Les pratiques de reconnaissance ne vont pas toujours de soi !

Plus qu’un avantage économique, le travail tient aujourd’hui une place importante dans la vie des individus en tant que véritable lieu d’échange et de développement de soi. Or le succès de cette quête identitaire repose en partie sur la reconnaissance [1]. De nombreuses recherches se sont développées autour de ce concept polysémique. Parmi toutes les définitions du terme, beaucoup font référence à la notion de justice et de réciprocité : je donne (mon temps, mon énergie, mon investissement), tu donnes (une juste valeur à mon travail, un feed-back constructif et authentique). Une rétribution symbolique supposée proportionnelle à l’effort fourni.


Selon le psychiatre et psychologue Christophe Dejours [2], la reconnaissance apparaît comme un besoin essentiel au travail, qui permet, s’il est satisfait, d’avoir une incidence sur la santé au travail. Au cœur du contrat psychologique qui unit salarié et employeur, la reconnaissance est ainsi largement citée par des organismes tels que l’ANACT ou l’INRS comme l’un des principaux facteurs de motivation et de bien-être professionnel.


Mais que met-on derrière ce terme de reconnaissance ?

On pourrait penser qu’il s’agit du fait de remercier et féliciter régulièrement le travail réalisé par les salariés. Or la reconnaissance, c’est bien plus que cela. Il s’agit d’admettre, d’accepter quelqu’un ou quelque chose comme vrai, réel. En l'occurrence, admettre l’existence de la personne et du travail fourni. La reconnaissance suppose donc un sentiment de confiance, de gratitude et de respect envers le salarié.

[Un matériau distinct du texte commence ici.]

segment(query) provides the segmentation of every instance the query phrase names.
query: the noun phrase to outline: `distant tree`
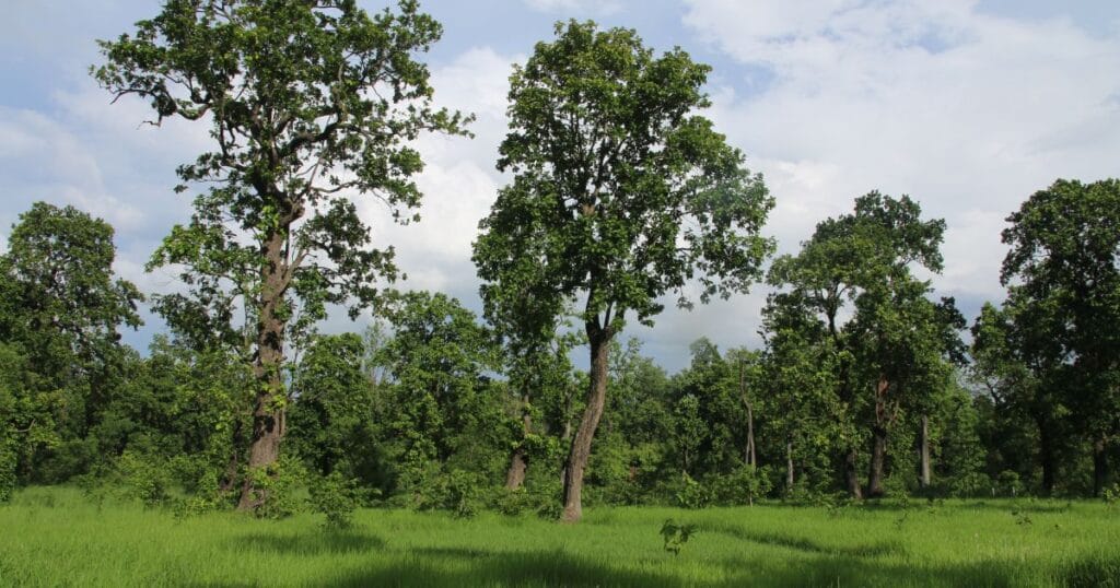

Présenté comme ça, on est alors en droit de se demander si la reconnaissance ne serait finalement pas qu’une question de bon sens ?


Toutefois, l’exercice peut être plus compliqué qu’il n’y paraît. Laisser aller la reconnaissance dans le domaine du bon sens, c’est en effet partir du principe que chacun peut et doit exprimer sa reconnaissance comme il l’entend. Autrement dit : toutes les expressions de reconnaissance seraient acceptables et auraient la même portée. La reconnaissance ne devrait donc pas se professionnaliser ? Rien n’est moins sûr !


Le risque à associer reconnaissance et bon sens est lié au fait que certaines manières toutes personnelles d’exprimer la reconnaissance peuvent ne pas être perçues comme telles par les destinataires du message. On pense par exemple à ceux pour qui une tape sur l’épaule suffira à reconnaître un bon travail. Ou encore à ceux selon lesquels il n’est pas nécessaire de souligner le travail bien fait car “c’est normal de faire ce qu’on nous demande”. Pour d’autres enfin, la reconnaissance ne s’exprimera que lors de l’entretien annuel. Si ces personnes sont (sincèrement) certaines d’exprimer une reconnaissance visible ou évidente, pas certains que cela permette de satisfaire le besoin de reconnaissance des salariés !


Eh oui, exprimer sa reconnaissance, cela s’apprend. Et ça n’a rien à voir avec le bon sens.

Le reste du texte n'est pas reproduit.